Internet of Things

Machine learning will bring out the best in IoT…

Recently, IoT Agenda shared three perspectives on how to navigate the challenges of IoT. I was honored to contribute my thoughts on managing massive amounts of IoT data. While my portion is reprinted below, be sure to check out the original column for additional perspectives from industry experts.

One of the critical challenges of IoT is avoiding death by data. IoT generates tremendous volume and velocity of information, easily swamping most homegrown data collection systems. Additionally, organizations find it difficult to sift through the data to find actionable insights in a way that is both scalable and forward-looking.

The first hurdle is surviving the onslaught of incoming data. In recent years, this barrier has been dramatically reduced thanks to advancements in streaming and storage from major cloud providers.

Once the mechanics of ingesting and storing are mastered, the real challenge begins: How do organizations breathe life into the data?

A common knee-jerk next step is to develop dashboards, dashboards and more dashboards. There is nothing wrong with building out a strong suite of analytics, but caution needs to be heeded. IT pros can use modern visualization tools to slice and dice data at ease. They also make it easy to get sucked into a vortex of pie charts and bar graphs that look pretty but provide only incremental knowledge. Just because IoT gives all of the data, does not mean IT pros need to use all the data. Be thoughtful: What is the heartbeat of what the IoT project is trying to accomplish?

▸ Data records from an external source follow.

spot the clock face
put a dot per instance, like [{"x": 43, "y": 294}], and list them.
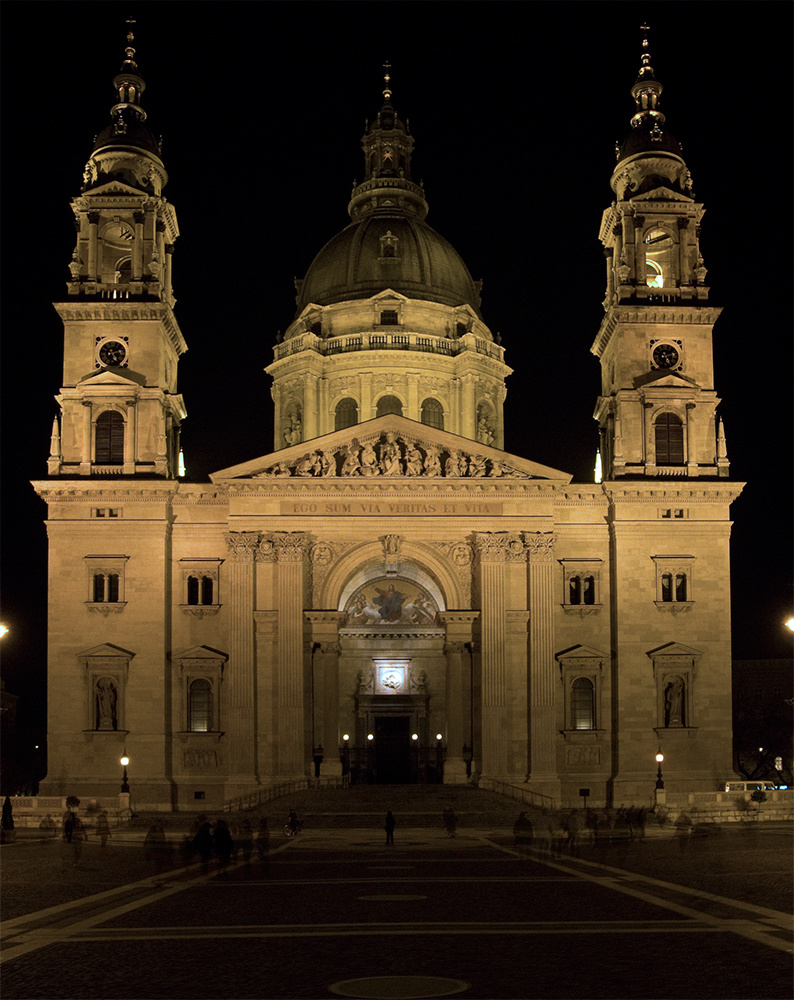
[
  {"x": 665, "y": 356},
  {"x": 113, "y": 353},
  {"x": 118, "y": 233}
]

Extending the metaphor to a healthcare example, having sensors throughout a hospital gives healthcare providers the ability to track everything from temperature changes in rooms to how often the trash is taken out. But will creating elaborate dashboards on all those data points improve patient care? Likely not. But surfacing something like the frequency and length of patient and caregiver interactions — a known driver of improved outcomes — will. By culling the extraneous data and reports, users avoid being overwhelmed and, more importantly, surface the most valuable insights.

That said, IoT truly comes to life when paired with machine learning. Machine learning pushes IoT to transition from reactive to predictive analytics, forecasting future outcomes and cutting through the fog of data. Machine learning also thrives on scale, making it a natural pairing for voluminous IoT data.

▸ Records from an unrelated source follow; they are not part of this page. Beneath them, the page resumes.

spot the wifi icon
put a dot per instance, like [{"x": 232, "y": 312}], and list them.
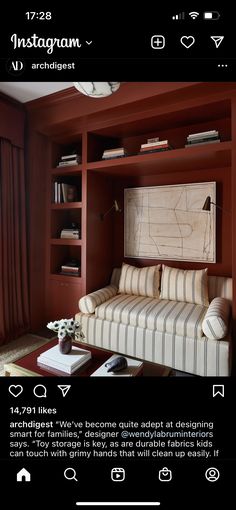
[{"x": 194, "y": 14}]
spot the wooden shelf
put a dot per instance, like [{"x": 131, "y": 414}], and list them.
[
  {"x": 176, "y": 160},
  {"x": 67, "y": 205},
  {"x": 64, "y": 278},
  {"x": 67, "y": 242},
  {"x": 67, "y": 170}
]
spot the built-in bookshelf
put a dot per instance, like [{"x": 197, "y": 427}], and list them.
[{"x": 98, "y": 181}]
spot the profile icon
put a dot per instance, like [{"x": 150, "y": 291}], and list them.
[{"x": 212, "y": 474}]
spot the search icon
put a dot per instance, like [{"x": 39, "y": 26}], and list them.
[
  {"x": 70, "y": 474},
  {"x": 40, "y": 391}
]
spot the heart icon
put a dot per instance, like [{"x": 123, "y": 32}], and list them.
[
  {"x": 187, "y": 41},
  {"x": 15, "y": 390}
]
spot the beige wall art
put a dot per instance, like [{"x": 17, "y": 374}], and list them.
[{"x": 168, "y": 222}]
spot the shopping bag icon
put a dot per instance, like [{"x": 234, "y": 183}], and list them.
[{"x": 165, "y": 475}]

Extending the hospital example, adding in machine learning transitions the conversation from, “How many patient and caregiver interactions were there last month?” to, “How will next month’s staffing levels affect patient care?”

However, machine learning is not inherently easy to execute. Building and deploying custom models for IoT data requires a strong understanding of both big data and data science. Thus, organizations often delay or outright skip machine learning. Recent advancements in this space are promising, but IoT will not reach its full potential until machine learning is more accessible.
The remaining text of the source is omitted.